Purpose: : Pterygium is an invasive ocular surface disease associated with excessive ultraviolet (UV) exposure. The aims of this investigation were to identify UV activated signaling pathways in pterygium epithelial cells (PEC) that mediate cytokine and growth factor production and to determine whether these pathways could be blocked by anti–inflammatory agents such as retinoic acid (RA) and interferon–alpha (IFN–α).

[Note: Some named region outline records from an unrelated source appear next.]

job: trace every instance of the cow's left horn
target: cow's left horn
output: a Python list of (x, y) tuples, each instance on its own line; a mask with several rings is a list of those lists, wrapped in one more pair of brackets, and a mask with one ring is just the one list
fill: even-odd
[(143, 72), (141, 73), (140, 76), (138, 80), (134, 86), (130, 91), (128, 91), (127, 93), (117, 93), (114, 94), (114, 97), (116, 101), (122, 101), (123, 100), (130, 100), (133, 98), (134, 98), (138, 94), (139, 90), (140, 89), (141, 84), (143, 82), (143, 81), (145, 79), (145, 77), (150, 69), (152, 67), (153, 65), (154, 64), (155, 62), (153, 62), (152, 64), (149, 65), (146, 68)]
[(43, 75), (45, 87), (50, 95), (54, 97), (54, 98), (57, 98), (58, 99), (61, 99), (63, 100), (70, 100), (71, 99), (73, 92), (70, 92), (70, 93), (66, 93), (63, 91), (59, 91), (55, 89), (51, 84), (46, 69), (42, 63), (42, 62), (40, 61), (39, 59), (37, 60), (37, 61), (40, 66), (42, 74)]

Methods: : PEC were pre–treated with or without inhibitors of the ERK1/2, JNK, and p38 (PD98059, SB202190, SB203580) mitogen activated protein kinases (MAPK) or with inhibitors of the tyrosine kinase activity of epidermal growth factor receptor (EGFR; PD153035) and platelet derived growth factor (PDGF; AG1295). Cell were then exposed to UVB (20 mJ/cm2) and further treated with the same inhibitors. Conditioned media was harvested and analyzed for interleukin (IL)–6, and IL–8 and vascular endothelial growth factor (VEGF) by ELISA. Cytokine mRNA was assessed by reverse transcription polymerase chain reaction (RT–PCR).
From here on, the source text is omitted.